Tripodi then spoke about the importance of maintaining a fine balance between the global brand and local tastes. "Genius lies in the balance between global and local," Tripodi declared. He added that within this balance lies innovation, something that doesn't come with a secret formula, and is rather a tapestry of several different things like the product, the packaging, the equipment, and consumer engagement.

On a related note, Tripodi said, "In India, we will focus more on transactions than on total volumes; chasing total volumes was a mistake we made in the United States. We have learnt from that mistake and realised that we didn't have enough variety of price points, value and transactions because we focussed only on total volumes." Smaller, more affordable packing, he added, is the key to establish consumption of Coca-Cola as a habit (rather than a mere 'occasion-driven' soft drink).

Another key is to teach consumers about the drink's compatibility with certain types of Indian food. This can be achieved by sampling the product aggressively. "I'd rather be doing a lot of sampling programmes than just blasting out messages in a developing market. You have to have a mix between the intrinsic and extrinsic aspects of the product -- in a developing market, the intrinsic part is probably more important," Tripodi insisted, adding that doing so effectively is more art than science.

When will Coca-Cola introduce heath beverages in India? "In developing markets, we've noticed that people want calories -- they need sugar!" Tripodi answered. On a serious note, he hinted that perhaps the answer lies in advertising Diet Coke more. On the changing nature of the agency-client relationship and the dwindling span of time a client works with a particular agency, Tripodi spoke about the company's relationship with its ad agencies in India (McCann Erickson, for instance).

"I think it is naïve to believe that a company's business problem can be solved by changing the agency. All business problems needn't be linked to a communication issue," he added. He went on to say that to view the agency as a partner rather than as a mere vendor or supplier is crucial.

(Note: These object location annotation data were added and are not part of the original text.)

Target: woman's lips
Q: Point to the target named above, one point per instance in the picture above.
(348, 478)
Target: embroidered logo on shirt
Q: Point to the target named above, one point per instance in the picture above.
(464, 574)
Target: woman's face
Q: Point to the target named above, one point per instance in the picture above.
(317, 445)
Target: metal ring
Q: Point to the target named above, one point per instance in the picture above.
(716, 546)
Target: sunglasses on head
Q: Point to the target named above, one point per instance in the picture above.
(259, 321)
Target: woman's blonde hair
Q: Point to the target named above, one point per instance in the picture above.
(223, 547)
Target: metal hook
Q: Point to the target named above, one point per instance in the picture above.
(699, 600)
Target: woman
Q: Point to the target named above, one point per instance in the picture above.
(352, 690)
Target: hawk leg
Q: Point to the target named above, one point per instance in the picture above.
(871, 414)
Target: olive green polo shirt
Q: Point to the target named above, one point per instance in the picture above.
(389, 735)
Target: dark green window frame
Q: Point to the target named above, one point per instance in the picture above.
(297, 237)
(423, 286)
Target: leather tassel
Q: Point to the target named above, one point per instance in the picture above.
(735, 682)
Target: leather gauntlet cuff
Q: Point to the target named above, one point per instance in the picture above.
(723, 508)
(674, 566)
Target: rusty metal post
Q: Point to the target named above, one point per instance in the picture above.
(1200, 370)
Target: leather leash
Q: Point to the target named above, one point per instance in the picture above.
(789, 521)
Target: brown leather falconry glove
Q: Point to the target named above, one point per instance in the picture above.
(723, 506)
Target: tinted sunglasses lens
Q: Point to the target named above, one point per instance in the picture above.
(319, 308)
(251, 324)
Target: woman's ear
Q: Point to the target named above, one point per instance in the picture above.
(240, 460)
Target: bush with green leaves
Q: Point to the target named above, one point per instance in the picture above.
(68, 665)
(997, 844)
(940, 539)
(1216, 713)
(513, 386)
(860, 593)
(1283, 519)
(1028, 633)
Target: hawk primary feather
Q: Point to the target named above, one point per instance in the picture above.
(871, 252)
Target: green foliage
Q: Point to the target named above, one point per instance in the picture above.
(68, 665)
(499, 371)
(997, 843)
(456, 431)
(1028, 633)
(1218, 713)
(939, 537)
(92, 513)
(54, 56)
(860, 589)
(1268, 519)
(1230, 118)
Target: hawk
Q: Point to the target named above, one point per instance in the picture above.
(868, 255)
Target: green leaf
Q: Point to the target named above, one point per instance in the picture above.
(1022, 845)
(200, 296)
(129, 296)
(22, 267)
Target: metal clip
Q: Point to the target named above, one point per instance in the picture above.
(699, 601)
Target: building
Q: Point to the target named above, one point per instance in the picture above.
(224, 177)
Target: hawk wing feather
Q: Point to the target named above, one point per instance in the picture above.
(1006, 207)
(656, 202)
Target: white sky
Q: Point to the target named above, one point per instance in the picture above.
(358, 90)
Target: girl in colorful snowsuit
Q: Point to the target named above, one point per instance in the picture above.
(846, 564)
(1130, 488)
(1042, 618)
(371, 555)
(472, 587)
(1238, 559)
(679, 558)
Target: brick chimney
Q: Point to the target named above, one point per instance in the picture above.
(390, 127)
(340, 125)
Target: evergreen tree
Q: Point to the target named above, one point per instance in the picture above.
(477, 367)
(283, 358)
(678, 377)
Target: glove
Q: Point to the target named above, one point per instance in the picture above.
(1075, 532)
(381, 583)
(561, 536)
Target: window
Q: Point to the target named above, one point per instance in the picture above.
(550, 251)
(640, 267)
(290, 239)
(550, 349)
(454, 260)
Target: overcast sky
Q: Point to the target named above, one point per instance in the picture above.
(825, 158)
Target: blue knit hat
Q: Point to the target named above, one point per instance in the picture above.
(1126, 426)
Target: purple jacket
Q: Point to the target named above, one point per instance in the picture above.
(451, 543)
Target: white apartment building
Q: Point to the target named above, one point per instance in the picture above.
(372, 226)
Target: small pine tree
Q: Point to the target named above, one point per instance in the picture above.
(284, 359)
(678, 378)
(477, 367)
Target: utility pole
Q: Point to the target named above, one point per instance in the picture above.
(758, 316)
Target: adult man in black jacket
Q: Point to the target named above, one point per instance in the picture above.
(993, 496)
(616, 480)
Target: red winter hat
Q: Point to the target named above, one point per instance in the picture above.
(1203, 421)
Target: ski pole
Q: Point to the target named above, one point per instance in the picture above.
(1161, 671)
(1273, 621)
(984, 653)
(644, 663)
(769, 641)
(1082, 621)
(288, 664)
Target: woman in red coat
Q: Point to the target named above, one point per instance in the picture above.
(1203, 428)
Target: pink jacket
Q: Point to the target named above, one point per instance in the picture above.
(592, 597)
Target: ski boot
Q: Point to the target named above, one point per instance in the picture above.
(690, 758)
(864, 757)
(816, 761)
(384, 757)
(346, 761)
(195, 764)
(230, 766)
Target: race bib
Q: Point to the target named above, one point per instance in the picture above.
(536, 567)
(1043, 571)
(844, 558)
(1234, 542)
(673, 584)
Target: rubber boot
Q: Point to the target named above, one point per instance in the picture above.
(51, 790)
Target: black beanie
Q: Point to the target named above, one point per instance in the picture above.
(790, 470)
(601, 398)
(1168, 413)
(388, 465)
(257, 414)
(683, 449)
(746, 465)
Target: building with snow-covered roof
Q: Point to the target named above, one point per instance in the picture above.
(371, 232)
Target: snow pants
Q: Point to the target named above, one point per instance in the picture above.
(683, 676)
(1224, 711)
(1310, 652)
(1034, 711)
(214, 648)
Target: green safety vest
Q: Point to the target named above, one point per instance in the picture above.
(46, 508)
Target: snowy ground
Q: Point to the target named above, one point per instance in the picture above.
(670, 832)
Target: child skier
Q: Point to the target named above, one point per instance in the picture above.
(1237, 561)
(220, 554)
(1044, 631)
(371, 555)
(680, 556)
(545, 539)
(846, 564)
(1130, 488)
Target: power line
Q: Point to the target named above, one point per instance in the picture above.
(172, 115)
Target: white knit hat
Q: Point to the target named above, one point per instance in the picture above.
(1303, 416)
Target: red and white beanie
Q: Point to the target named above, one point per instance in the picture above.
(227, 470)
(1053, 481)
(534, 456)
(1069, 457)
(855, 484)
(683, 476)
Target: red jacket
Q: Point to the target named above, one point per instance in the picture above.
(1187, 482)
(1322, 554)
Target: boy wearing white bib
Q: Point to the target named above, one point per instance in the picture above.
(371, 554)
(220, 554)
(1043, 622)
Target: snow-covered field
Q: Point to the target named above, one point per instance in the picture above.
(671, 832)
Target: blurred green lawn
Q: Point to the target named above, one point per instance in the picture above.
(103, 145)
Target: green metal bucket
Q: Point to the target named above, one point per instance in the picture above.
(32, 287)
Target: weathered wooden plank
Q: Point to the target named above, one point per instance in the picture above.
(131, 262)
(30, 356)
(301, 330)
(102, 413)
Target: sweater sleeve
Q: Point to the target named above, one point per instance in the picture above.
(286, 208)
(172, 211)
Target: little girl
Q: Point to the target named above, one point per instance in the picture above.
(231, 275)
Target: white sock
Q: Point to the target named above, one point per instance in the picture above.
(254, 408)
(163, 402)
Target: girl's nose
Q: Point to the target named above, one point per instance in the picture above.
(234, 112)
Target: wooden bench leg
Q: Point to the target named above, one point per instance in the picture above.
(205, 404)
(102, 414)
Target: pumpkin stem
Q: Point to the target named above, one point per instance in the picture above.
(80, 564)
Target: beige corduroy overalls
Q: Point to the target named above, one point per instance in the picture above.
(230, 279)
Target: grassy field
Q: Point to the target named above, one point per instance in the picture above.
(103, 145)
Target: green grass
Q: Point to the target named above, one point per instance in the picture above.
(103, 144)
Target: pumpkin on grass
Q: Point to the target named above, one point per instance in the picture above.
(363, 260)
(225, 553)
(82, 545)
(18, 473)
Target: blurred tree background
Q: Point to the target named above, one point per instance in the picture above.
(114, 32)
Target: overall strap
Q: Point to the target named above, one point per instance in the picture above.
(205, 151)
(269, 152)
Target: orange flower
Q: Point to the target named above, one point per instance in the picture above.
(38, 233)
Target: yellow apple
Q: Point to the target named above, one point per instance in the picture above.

As regards the issue of sustainability in India, Tripodi shared that water-related projects (related to irrigation, availability of water and drinking water in schools) are the centre of the company's focus.

He concluded that though the general focus is on being disruptive in consumer engagement, and being "media platform-agnostic" is ideal, digital media does form an integral part of the brand's communication in the days ahead.